Leich l’cha – or, L’chi lach in the feminine form – ‘Go for yourself’ … vehyeih b’rachah – ‘then be a blessing’. We can spend a lot of time being disturbed and preoccupied with the burden of our people’s destiny and our mixed experience of blessings and curses. We can see ourselves as passive recipients of external forces, angelic or demonic. We can retreat into our Jewish enclaves or flee into the wide world beyond, but ultimately, each one of us is addressed by this imperative. The power to bless and to curse is not simply beyond us – a force we are subjected to. Rather, it is a power and a potential within each and every one of us. And so, each one of us is called upon to be a blessing for ourselves, for the sake of our people and for the sake of humanity:

… in you shall all the families of the earth be blessed.

Rabbi Leo Baeck, the leader of pre-war German Jewry, found a very creative way of responding to Jewish destiny. He declared:[1]

Every people is a question which God addresses to humanity; and every people… must answer for its own sake and for the sake of humanity…
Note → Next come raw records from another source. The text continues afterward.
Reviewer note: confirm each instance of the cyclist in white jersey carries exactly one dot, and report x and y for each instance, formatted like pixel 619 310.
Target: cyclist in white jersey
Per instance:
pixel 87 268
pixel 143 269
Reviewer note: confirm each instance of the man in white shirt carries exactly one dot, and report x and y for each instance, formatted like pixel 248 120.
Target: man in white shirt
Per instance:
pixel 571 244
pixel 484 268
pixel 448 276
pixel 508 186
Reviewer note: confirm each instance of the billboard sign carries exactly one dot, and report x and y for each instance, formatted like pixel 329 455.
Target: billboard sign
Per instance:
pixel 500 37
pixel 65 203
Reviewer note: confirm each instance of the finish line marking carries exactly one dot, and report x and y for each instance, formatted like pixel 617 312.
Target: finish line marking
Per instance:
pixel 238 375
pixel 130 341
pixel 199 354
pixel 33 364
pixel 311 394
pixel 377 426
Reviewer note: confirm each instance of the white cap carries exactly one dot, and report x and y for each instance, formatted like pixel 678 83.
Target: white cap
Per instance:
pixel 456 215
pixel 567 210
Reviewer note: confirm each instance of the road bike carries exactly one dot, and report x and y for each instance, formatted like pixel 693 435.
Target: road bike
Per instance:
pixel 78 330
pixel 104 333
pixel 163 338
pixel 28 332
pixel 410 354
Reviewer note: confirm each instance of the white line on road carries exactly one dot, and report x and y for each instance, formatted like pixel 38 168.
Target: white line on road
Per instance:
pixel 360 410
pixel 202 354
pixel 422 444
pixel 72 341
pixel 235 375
God questions humanity through the peoples. With the imperatives of Leich L’cha in mind, we might add that what is true of peoples is also true of each and every human being: Every person is a question which God addresses to humanity; and every person must answer for their own sake and for the sake of humanity. God questions humanity through every human being. May each one of us find our own ways of responding, and being a blessing for ourselves and for others. And let us say: Amen.

Rabbi Elizabeth Tikvah Sarah

Brighton and Hove Progressive Synagogue – Adat Shalom Ve’rei’ut

22nd June 2013 – 14th Tammuz 5773

[1] Leo Baeck, This People Israel (The Jewish Publication Society, Philadelphia, 1965), p. 402.